Fingerprints caused by individuals with higher than normal concentrations of sodium chloride in their sweat, or those produced by hands contaminated with either developer or fixing solution, are likely to be the kind encountered most often. It is also probable that photographic materials manufactured fifty years and more ago were more susceptible to the effect of a fingerprint than contemporary materials because of less developed gelatin hardening technology. Residual developer solution will cause fingerprints that are darker than their surrounding, while fixing solution will produce fingerprints of yellow silver sulfide. Fingerprints produced by normal sweat require some time to develop as chloride ions must migrate into the image layer to react with silver particles. The reaction product is either some form of silver oxide, or silver chloride, which will eventually convert to colloidal silver. The visual effect is in all cases a series of bright lines in the pattern of an individual's fingerprint.

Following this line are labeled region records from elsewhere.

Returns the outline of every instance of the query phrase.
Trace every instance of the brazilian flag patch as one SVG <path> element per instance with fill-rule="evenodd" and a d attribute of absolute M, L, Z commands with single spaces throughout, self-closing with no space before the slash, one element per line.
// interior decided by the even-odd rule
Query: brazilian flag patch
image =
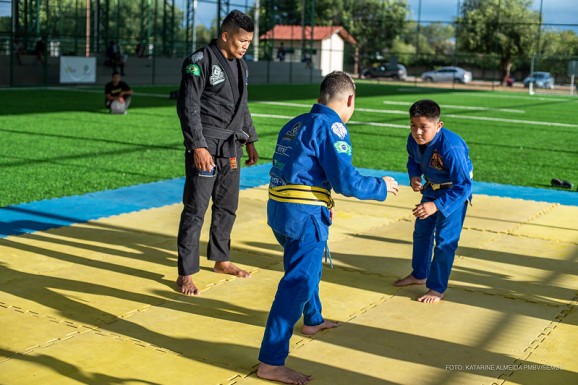
<path fill-rule="evenodd" d="M 201 68 L 198 64 L 189 64 L 186 68 L 187 74 L 193 74 L 194 76 L 201 76 Z"/>
<path fill-rule="evenodd" d="M 339 154 L 351 155 L 351 146 L 347 142 L 339 141 L 333 143 L 333 146 Z"/>

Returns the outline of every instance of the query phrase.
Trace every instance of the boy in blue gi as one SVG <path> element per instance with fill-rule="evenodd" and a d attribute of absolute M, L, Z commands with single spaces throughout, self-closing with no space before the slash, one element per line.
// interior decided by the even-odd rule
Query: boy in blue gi
<path fill-rule="evenodd" d="M 472 200 L 473 167 L 468 146 L 457 134 L 442 129 L 440 115 L 440 107 L 433 100 L 419 100 L 409 109 L 407 171 L 411 188 L 423 195 L 413 209 L 417 218 L 413 271 L 394 285 L 426 284 L 429 291 L 418 298 L 423 303 L 439 302 L 444 297 L 467 204 Z"/>
<path fill-rule="evenodd" d="M 277 139 L 267 221 L 284 249 L 285 275 L 271 306 L 259 353 L 257 375 L 288 384 L 307 384 L 311 376 L 285 366 L 293 327 L 303 315 L 303 333 L 339 326 L 321 315 L 319 281 L 332 221 L 331 190 L 358 199 L 383 201 L 398 183 L 391 177 L 362 176 L 351 163 L 345 123 L 353 114 L 355 84 L 335 71 L 321 83 L 311 112 L 287 123 Z"/>

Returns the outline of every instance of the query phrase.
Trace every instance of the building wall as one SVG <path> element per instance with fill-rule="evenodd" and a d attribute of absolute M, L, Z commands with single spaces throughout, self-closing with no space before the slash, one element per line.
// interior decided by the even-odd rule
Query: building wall
<path fill-rule="evenodd" d="M 321 63 L 319 68 L 323 76 L 331 71 L 343 71 L 344 41 L 334 33 L 329 39 L 321 42 Z"/>

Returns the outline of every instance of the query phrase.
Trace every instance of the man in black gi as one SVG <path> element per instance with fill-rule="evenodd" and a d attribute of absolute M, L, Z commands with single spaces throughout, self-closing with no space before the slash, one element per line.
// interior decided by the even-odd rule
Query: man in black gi
<path fill-rule="evenodd" d="M 211 228 L 207 257 L 213 270 L 238 277 L 250 273 L 230 262 L 231 230 L 240 189 L 240 160 L 257 162 L 258 140 L 247 106 L 247 64 L 242 59 L 253 39 L 253 22 L 234 10 L 221 24 L 218 39 L 185 59 L 177 113 L 185 139 L 186 181 L 178 234 L 177 286 L 198 295 L 191 275 L 198 272 L 199 238 L 209 200 Z"/>

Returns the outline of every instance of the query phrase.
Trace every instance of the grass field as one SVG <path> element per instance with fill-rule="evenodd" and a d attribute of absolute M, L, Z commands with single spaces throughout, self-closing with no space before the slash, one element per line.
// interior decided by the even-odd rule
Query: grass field
<path fill-rule="evenodd" d="M 127 115 L 109 115 L 100 88 L 0 90 L 0 207 L 114 189 L 184 175 L 176 87 L 135 87 Z M 318 85 L 262 85 L 249 90 L 269 163 L 281 126 L 307 112 Z M 475 179 L 548 187 L 578 183 L 578 99 L 511 92 L 454 91 L 358 84 L 348 124 L 358 167 L 405 171 L 407 110 L 421 98 L 442 107 L 445 126 L 470 147 Z"/>

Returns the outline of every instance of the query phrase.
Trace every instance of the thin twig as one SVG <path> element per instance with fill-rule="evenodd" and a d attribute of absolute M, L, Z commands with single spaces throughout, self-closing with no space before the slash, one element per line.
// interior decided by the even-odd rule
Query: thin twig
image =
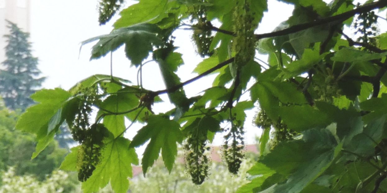
<path fill-rule="evenodd" d="M 312 22 L 293 25 L 289 28 L 270 33 L 255 34 L 255 37 L 258 39 L 267 37 L 272 37 L 302 31 L 308 28 L 321 25 L 328 24 L 337 21 L 344 21 L 355 15 L 370 11 L 373 9 L 384 7 L 387 6 L 387 1 L 380 0 L 378 1 L 367 4 L 360 7 L 355 9 L 348 11 L 342 14 L 329 17 L 325 18 L 315 20 Z"/>
<path fill-rule="evenodd" d="M 378 47 L 373 46 L 369 44 L 367 44 L 366 43 L 365 43 L 363 42 L 358 42 L 354 41 L 350 37 L 349 37 L 349 36 L 348 36 L 345 34 L 344 34 L 344 32 L 343 32 L 341 30 L 339 30 L 339 32 L 341 35 L 342 35 L 343 36 L 344 36 L 344 37 L 345 37 L 345 39 L 347 40 L 347 41 L 348 41 L 348 43 L 349 44 L 349 46 L 362 46 L 364 47 L 365 47 L 365 48 L 366 48 L 367 49 L 368 49 L 369 50 L 370 50 L 373 52 L 376 53 L 383 53 L 383 52 L 385 52 L 386 51 L 385 50 L 381 50 Z"/>
<path fill-rule="evenodd" d="M 140 116 L 140 113 L 141 113 L 141 112 L 142 111 L 142 110 L 144 110 L 144 108 L 145 108 L 145 106 L 143 106 L 141 108 L 141 109 L 140 110 L 140 111 L 139 111 L 139 112 L 137 113 L 137 114 L 136 115 L 136 116 L 134 117 L 134 119 L 133 119 L 133 120 L 132 121 L 132 123 L 130 123 L 130 124 L 129 125 L 129 126 L 128 126 L 128 127 L 127 127 L 125 130 L 122 131 L 122 132 L 120 134 L 118 135 L 117 135 L 117 137 L 116 137 L 116 138 L 115 138 L 115 139 L 118 138 L 119 137 L 121 136 L 121 135 L 122 135 L 123 134 L 125 133 L 125 132 L 128 129 L 129 129 L 129 128 L 130 128 L 130 127 L 132 127 L 132 125 L 133 125 L 133 124 L 134 123 L 134 122 L 136 121 L 136 120 L 137 120 L 137 118 L 139 117 L 139 116 Z"/>
<path fill-rule="evenodd" d="M 205 76 L 211 74 L 211 73 L 214 72 L 214 71 L 221 68 L 233 62 L 234 61 L 234 58 L 232 58 L 229 59 L 228 59 L 226 61 L 222 62 L 218 64 L 215 66 L 211 68 L 211 69 L 207 70 L 207 71 L 200 74 L 195 77 L 194 77 L 185 82 L 180 83 L 178 85 L 177 85 L 171 87 L 169 88 L 167 88 L 166 89 L 164 89 L 163 90 L 160 90 L 154 92 L 154 93 L 155 95 L 161 95 L 162 94 L 164 94 L 166 93 L 170 93 L 173 92 L 176 90 L 177 90 L 179 88 L 182 87 L 183 86 L 185 86 L 190 83 L 192 83 L 195 81 Z"/>

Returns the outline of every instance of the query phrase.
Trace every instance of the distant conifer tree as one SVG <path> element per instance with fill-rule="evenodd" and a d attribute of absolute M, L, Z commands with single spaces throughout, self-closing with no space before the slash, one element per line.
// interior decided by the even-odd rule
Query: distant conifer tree
<path fill-rule="evenodd" d="M 24 110 L 34 103 L 29 96 L 40 87 L 45 77 L 38 68 L 38 58 L 31 54 L 29 33 L 7 21 L 10 34 L 5 47 L 6 59 L 0 69 L 0 95 L 10 109 Z"/>

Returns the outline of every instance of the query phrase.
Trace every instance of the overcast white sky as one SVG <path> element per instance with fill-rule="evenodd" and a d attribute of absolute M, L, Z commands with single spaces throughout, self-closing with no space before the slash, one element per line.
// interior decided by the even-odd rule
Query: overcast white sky
<path fill-rule="evenodd" d="M 127 3 L 135 2 L 128 1 Z M 119 15 L 106 25 L 100 26 L 98 22 L 96 0 L 32 0 L 32 3 L 31 41 L 33 43 L 34 55 L 39 60 L 39 68 L 43 76 L 48 77 L 43 85 L 44 88 L 60 86 L 68 89 L 77 81 L 91 75 L 110 73 L 110 57 L 89 61 L 93 44 L 84 46 L 79 55 L 80 42 L 90 37 L 109 33 Z M 265 14 L 259 32 L 272 31 L 291 15 L 293 7 L 276 0 L 269 0 L 269 12 Z M 177 37 L 176 46 L 180 47 L 177 51 L 183 54 L 183 59 L 187 64 L 179 70 L 183 81 L 196 76 L 190 73 L 202 59 L 195 53 L 188 32 L 178 30 L 175 35 Z M 130 61 L 125 57 L 122 48 L 113 54 L 113 75 L 135 83 L 137 70 L 130 68 Z M 143 84 L 146 88 L 156 90 L 165 88 L 156 64 L 147 64 L 143 71 Z M 212 81 L 210 80 L 205 78 L 185 87 L 186 92 L 190 96 L 197 94 L 203 90 L 203 85 L 211 86 L 209 83 Z M 164 101 L 168 101 L 166 95 L 161 96 Z M 171 107 L 164 103 L 156 105 L 154 108 L 156 112 L 161 112 Z M 255 110 L 247 112 L 245 124 L 247 143 L 254 142 L 255 136 L 260 133 L 260 130 L 253 127 L 251 124 Z M 125 136 L 131 139 L 141 127 L 134 127 Z M 217 136 L 214 143 L 221 144 L 221 136 Z"/>

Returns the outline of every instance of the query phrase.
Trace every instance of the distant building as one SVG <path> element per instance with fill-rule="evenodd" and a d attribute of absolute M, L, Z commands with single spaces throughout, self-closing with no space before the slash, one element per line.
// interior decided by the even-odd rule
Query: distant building
<path fill-rule="evenodd" d="M 210 158 L 211 161 L 215 163 L 219 163 L 222 162 L 222 156 L 221 152 L 221 147 L 213 146 L 211 148 L 211 152 Z M 253 153 L 255 154 L 258 154 L 259 153 L 257 146 L 256 144 L 246 145 L 245 147 L 244 152 L 246 152 Z M 180 163 L 184 163 L 184 158 L 181 157 L 177 157 L 177 161 Z M 142 168 L 140 166 L 133 166 L 132 172 L 133 178 L 138 177 L 138 176 L 142 173 Z"/>
<path fill-rule="evenodd" d="M 25 32 L 29 32 L 31 0 L 0 0 L 0 63 L 5 60 L 3 36 L 8 34 L 5 20 L 15 23 Z"/>

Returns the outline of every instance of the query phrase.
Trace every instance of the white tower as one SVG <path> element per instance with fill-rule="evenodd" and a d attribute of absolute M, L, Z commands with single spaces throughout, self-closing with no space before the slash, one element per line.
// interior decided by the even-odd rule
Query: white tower
<path fill-rule="evenodd" d="M 15 23 L 23 31 L 29 32 L 31 0 L 0 0 L 0 63 L 5 59 L 4 35 L 8 34 L 5 20 Z"/>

The reactions described here illustrate well that only very small amounts of aggressive chemicals are necessary to cause visible discoloration in black-and-white photographic images. The amount of image silver, while varying throughout the technological history of photography and from one type of record to another, is in the range of 50–60μg/cm2. It is finely divided, finely distributed, and has a large surface to volume ratio, making it a reactive material. Degradation reactions of this image silver are fascinating because the amazingly small amount of silver present in a photograph requires only equally minute amounts of reactants to cause striking visual changes in the image that are described as fading or discoloration. Such fading may alter the information content of an image or affect its aesthetic value.